Terlihat juga nilai R-squared = 0.8655, artinya sekitar 86,55% variasi mpg dapat dijelaskan oleh variabel-variabel yang ada dalam model. Adjusted R-squared = 0.8187, memperhitungkan jumlah variabel dalam model, menunjukkan model cukup baik menjelaskan variasi data.
Berat mobil (wt) adalah faktor utama yang mempengaruhi konsumsi bahan bakar, sedangkan variabel lain tidak menunjukkan pengaruh yang signifikan pada data ini. Persamaan akhir regresi yang di dapat dalam penelitian ini ialah:
\[ \hat{mpg} = 13.8081 - 2.60968 \cdot wt \]
Bandingkan standar error dan p-value.
#Data
n <- 400
x1 <- runif(n,0,10)
x2 <- rnorm(n,5,2)
#Model regresi
sigma_i <- 0.6 + 0.2*x1
err <- rnorm(n, 0, sigma_i)
y <- 2 + 1.5*x1 - 1.2*x2 + err
sim <- tibble(y, x1, x2, w = 1/sigma_i^2)
fit_ols <- lm(y ~ x1 + x2, data = sim)
fit_wls <- lm(y ~ x1 + x2, data = sim, weights = w)
#Uji Breusch-Pagan untuk heteroskedastisitas
lmtest::bptest(fit_ols)
##
## studentized Breusch-Pagan test
##
## data: fit_ols
## BP = 54.953, df = 2, p-value = 1.167e-12
library(ggplot2)
ggplot(data.frame(fitted=fitted(fit_ols), resid=resid(fit_ols)),
aes(fitted, resid)) +
geom_point(alpha=.6) +
geom_smooth(se=FALSE, method="loess") +
geom_hline(yintercept = 0, linetype=2) +
labs(x="Fitted", y="Residuals")
## `geom_smooth()` using formula = 'y ~ x'
Terlihat bahwa terdapat heteroskedastisitas maka metode Robust (HC3) dan WLS perlu dilakukan.
library(sandwich) # buat vcovHC
library(lmtest) # buat coeftest
library(tibble) # buat tibble
comp_se <- tibble(
term = names(coef(fit_ols)),
OLS_SE = coef(summary(fit_ols))[, "Std.
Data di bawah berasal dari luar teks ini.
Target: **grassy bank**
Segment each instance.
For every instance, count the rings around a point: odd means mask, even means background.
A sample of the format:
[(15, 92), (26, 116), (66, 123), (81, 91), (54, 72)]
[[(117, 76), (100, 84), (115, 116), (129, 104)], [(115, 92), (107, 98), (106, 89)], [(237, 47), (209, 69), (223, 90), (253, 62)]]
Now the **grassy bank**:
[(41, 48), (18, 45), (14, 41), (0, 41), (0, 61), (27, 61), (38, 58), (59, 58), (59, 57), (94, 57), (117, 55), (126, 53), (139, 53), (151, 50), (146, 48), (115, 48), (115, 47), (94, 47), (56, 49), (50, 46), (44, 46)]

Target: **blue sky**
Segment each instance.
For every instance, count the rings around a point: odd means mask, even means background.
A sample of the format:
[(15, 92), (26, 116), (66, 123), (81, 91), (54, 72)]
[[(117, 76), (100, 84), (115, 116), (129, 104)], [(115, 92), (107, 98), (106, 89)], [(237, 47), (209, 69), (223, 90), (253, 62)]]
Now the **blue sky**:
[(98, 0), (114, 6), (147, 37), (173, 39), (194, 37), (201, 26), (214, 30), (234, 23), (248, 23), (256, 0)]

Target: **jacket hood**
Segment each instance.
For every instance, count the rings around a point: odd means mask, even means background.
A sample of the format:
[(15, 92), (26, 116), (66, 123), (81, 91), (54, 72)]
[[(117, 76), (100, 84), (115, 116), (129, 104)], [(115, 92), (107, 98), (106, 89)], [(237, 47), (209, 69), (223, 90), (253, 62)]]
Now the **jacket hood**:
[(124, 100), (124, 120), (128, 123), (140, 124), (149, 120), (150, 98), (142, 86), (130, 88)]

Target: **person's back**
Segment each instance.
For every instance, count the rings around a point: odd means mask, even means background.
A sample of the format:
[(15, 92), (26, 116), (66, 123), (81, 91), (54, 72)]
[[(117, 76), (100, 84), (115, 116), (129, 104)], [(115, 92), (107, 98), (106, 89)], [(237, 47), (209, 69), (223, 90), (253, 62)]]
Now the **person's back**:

Error"],
Robust_SE = sqrt(diag(vcovHC(fit_ols, type = "HC3"))),
WLS_SE = coef(summary(fit_wls))[,"Std. Error"],
OLS_pval = coef(summary(fit_ols))[,"Pr(>|t|)"],
Robust_pval = coeftest(fit_ols, vcov. = vcovHC(fit_ols, type="HC3"))[,4],
WLS_pval = coef(summary(fit_wls))[,"Pr(>|t|)"])
comp_se
## # A tibble: 3 × 7
## term OLS_SE Robust_SE WLS_SE OLS_pval Robust_pval WLS_pval
## <chr> <dbl> <dbl> <dbl> <dbl> <dbl> <dbl>
## 1 (Intercept) 0.270 0.230 0.174 3.77e- 11 1.69e- 14 3.98e- 22
## 2 x1 0.0301 0.0319 0.0246 7.73e-172 3.96e-163 3.36e-201
## 3 x2 0.0427 0.0417 0.0313 1.87e- 96 3.35e- 99 1.62e-132
library(tidyr)
library(dplyr)
##
## Attaching package: 'dplyr'
## The following object is masked from 'package:gridExtra':
##
## combine
## The following object is masked from 'package:car':
##
## recode
## The following objects are masked from 'package:stats':
##
## filter, lag
## The following objects are masked from 'package:base':
##
## intersect, setdiff, setequal, union
#Plot Standard Error
df_SE <- comp_se %>%
select(term, OLS_SE, Robust_SE, WLS_SE) %>%
gather(Method, SE, -term)
ggplot(df_SE, aes(x = term, y = SE, color = Method, group = Method)) +
geom_point(size = 3) +
geom_line() +
theme_minimal() +
labs(title = "Perbandingan Standard Error",
y = "Standard Error", x = "Term")
#Plot p-value (log scale)
df_pval <- comp_se %>%
select(term, OLS_pval, Robust_pval, WLS_pval) %>%
gather(Method, pval, -term)
ggplot(df_pval, aes(x = term, y = pval, color = Method, group = Method)) +
geom_point(size = 3) +
geom_line() +
scale_y_log10() +
theme_minimal() +
labs(title = "Perbandingan p-value (log scale)",
y = "p-value (log scale)", x = "Term")
Standard Error
P-Value
Semua variabel signifikan dengan terdapat perbedaan urutan p-value. SE WLS paling kecil dibanding metode lain maka WLS paling “efisien” dibandingkan OLS & Robust (HC3) jika bobot tetap.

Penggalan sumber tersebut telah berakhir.